Serial analyses of serum IGF-I are costly and not universally available. Furthermore, weight gain also reflects IGF-1 levels. Therefore, studies were performed to determine if predictions of severe ROP could be accurately made using weight gain only. To determine if WINROP could be used without IGF-I values, a retrospective study was undertaken in which weekly weights of 353 infants were entered into WINROP. Infants with hydrocephalus, which causes nonphysiologic weight gain due to accumulation of fluid in the head, were excluded. Using the level of accumulated deviation in weight gain that triggers the alarm before 33 weeks’ PMA to predict stage 3 ROP, the sensitivity of WINROP was 100% and the specificity 84.5%. As in the initial WINROP study, the alarms came well before the development of stage 3, severe ROP. For 35 infants who developed proliferative ROP, the chronologic median age when there was an indication of high risk for proliferative ROP was 3.1 weeks (range 2 to 10 weeks), and the median time from the alarm to diagnosis of stage 3 ROP was 7.7 weeks (range 1 to 16 weeks) (Fig. 41.3). It was estimated that by using WINROP, 76% of infants fulfilling screening criteria in this population would not need any eye examinations (14). The algorithm requires validation in many different populations since ROP varies throughout the world. It can be used in clinical practice as an adjunct to standard care to attend most to infants with an alarm and to reduce traditional screening in infants with no alarm.

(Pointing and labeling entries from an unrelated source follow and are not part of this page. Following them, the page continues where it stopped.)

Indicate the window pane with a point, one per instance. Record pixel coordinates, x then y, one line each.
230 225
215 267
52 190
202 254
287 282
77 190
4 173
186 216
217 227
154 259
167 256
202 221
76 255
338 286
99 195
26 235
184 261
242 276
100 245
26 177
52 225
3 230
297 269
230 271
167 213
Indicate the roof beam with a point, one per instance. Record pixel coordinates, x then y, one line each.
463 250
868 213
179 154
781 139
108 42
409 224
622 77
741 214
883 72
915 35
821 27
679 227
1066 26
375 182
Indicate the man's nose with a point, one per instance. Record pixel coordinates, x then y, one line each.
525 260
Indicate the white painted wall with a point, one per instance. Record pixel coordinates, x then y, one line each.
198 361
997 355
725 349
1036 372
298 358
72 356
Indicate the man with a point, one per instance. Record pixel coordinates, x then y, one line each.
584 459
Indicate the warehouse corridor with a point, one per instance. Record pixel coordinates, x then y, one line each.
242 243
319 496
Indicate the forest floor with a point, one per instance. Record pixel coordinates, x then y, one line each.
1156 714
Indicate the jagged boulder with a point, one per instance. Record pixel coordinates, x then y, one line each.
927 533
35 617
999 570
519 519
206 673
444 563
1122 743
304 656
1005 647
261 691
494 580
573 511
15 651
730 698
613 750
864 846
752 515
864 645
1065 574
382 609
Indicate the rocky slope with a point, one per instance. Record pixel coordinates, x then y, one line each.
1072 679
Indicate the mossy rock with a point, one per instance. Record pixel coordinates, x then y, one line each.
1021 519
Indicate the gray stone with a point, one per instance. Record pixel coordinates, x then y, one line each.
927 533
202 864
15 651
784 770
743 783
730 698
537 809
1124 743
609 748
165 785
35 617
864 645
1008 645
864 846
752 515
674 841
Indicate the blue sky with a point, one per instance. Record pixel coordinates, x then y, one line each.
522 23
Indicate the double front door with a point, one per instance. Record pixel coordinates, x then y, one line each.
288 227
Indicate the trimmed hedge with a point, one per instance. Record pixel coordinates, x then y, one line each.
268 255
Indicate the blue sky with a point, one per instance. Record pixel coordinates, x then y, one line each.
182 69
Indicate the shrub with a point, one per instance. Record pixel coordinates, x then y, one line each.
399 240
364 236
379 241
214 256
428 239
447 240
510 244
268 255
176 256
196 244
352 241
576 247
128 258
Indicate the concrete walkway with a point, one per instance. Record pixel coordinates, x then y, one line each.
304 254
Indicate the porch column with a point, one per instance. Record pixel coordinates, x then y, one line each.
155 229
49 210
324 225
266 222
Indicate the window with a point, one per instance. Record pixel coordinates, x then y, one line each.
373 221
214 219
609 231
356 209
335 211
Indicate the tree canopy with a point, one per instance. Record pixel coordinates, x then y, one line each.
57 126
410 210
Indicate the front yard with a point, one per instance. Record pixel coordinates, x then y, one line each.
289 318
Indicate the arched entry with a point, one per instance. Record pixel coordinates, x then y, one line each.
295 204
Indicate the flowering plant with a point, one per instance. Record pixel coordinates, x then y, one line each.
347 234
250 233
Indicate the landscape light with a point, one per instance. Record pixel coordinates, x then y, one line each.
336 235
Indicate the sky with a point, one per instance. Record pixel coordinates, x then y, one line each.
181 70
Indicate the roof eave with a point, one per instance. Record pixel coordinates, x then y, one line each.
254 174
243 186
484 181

WINROP using postnatal weight gain alone has been tested in the United States (31), Brazil (32), Switzerland (33), and Mexico (34). The sensitivity and specificity in different populations of infants are presented in Table 41.1. Further studies are being performed in the United States, China, and England. In Gothenburg, other Swedish cities, and Boston, WINROP was useful as a tool to reduce the number of eye examinations performed in infants without alarms. At our clinic in Gothenburg, more mature infants (GA = 30 weeks) without alarms are examined at PMA 35 to 37 weeks and examined no further if no ROP is found at that time.
WINROP, Weight IGF-I Neonatal ROP; ROP, Retinopathy of Prematurity.